Trail Maintenance and Development
Each year, dedicated Great Divide Trail Association volunteers head into the woods with picks, shovels, saws and spirit to rebuild washed-out bridges, cut away fallen trees, and restore eroded portions of the trail. We recruit young and old to give time and energy to fix what needs to be fixed from Waterton to Kakwa. GDTA volunteer trail crews devote hundreds of hours to keeping the trail open. It is only with the support of members and volunteers that the Great Divide Trail experience is possible.
Read more about our Trail Maintenance Trips.

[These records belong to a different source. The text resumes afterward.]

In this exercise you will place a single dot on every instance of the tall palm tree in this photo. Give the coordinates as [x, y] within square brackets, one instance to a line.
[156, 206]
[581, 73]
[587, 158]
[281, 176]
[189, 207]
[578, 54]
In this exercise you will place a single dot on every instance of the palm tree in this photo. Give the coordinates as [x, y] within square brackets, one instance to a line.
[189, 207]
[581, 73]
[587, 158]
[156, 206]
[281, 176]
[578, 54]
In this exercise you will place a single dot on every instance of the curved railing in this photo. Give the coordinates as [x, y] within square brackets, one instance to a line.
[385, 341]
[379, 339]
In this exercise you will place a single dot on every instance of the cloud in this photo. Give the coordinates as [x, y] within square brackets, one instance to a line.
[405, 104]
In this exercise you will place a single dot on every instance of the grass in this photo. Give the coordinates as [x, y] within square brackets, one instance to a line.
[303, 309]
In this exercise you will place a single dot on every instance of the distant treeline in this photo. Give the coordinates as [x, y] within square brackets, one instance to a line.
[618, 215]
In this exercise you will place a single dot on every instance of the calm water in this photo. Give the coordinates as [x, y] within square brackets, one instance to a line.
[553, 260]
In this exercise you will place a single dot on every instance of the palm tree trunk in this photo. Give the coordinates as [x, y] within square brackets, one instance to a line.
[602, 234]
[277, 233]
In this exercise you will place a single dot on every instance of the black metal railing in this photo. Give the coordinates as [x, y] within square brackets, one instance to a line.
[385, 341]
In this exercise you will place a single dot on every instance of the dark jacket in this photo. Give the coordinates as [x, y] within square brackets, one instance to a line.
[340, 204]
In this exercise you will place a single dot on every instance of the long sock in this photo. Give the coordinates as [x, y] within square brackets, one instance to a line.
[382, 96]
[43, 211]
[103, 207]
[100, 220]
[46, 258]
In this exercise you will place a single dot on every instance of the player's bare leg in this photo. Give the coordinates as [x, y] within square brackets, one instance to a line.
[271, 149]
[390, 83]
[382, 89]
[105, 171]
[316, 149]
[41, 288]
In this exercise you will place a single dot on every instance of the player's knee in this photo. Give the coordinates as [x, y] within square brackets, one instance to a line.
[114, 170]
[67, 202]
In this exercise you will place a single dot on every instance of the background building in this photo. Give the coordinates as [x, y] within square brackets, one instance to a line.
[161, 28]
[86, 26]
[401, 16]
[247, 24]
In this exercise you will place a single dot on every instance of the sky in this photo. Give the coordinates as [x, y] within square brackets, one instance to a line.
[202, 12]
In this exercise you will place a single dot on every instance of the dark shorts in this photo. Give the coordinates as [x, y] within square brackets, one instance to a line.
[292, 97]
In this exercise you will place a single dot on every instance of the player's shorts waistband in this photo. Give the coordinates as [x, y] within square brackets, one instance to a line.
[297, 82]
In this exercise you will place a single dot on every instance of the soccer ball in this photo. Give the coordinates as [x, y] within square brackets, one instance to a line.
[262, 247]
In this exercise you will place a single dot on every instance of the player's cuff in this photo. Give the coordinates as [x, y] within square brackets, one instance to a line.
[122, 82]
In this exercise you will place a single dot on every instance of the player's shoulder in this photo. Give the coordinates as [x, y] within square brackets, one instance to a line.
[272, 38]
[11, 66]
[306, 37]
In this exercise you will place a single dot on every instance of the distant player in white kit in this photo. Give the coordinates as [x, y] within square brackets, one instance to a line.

Quality Recreation and Ecological Restoration
The GDT is subject to floods, fires, and overgrown vegetation that cause erosion, trail blockage, and other problems. The annual maintenance and restoration of the GDT to meet trail quality standards is a major undertaking of the GDTA. The goal is to create a world class wilderness recreation experience that allows people to connect with the great outdoors. The GDTA’s projects improve the trail user’s recreation experience while at the same time lessening the trail’s impact on the environment. For example, drainage control keep the trail in place while minimizing erosion and sedimentation of nearby streams. Improving stream crossings by relocating the trail or building a bridge makes for a better user experience while protecting riparian areas from erosion.
Leadership and Education
GDTA Crew Leaders are responsible for identifying projects, coordinating trail crews and making sure those crews have the necessary tools, food and support. These Crew Leaders are also volunteers and they make sure that our volunteer program runs smoothly and offers an excellent experience to volunteers. Supporting this trail maintenance program is an immense amount of work. We work with federal and provincial land managers to secure project authorization. We train and educate our volunteers on proper trail-building techniques so project goals are met without injury. We sign up new volunteers and recognize and celebrate the work of existing volunteers. We buy, manage, and distribute tools. We feed hungry volunteers.
To help volunteers build their skills and be successful in their trail work, the GDTA provides education, training, and oversight in safe trail construction and restoration. Each and every one of our projects is a training trip. Trail maintenance is a lifelong learning opportunity. By training volunteers with the valuable skills needed to help protect and maintain recreation trails, they become the stewards and leaders, in turn giving countless hours to maintain the GDT.
The GDTA is committed to connecting the global community to Canada’s Great Divide. We offer GDT presentations throughout the year at various locations in Alberta and British Columbia, where we share the wonders of the GDT and recruit new members.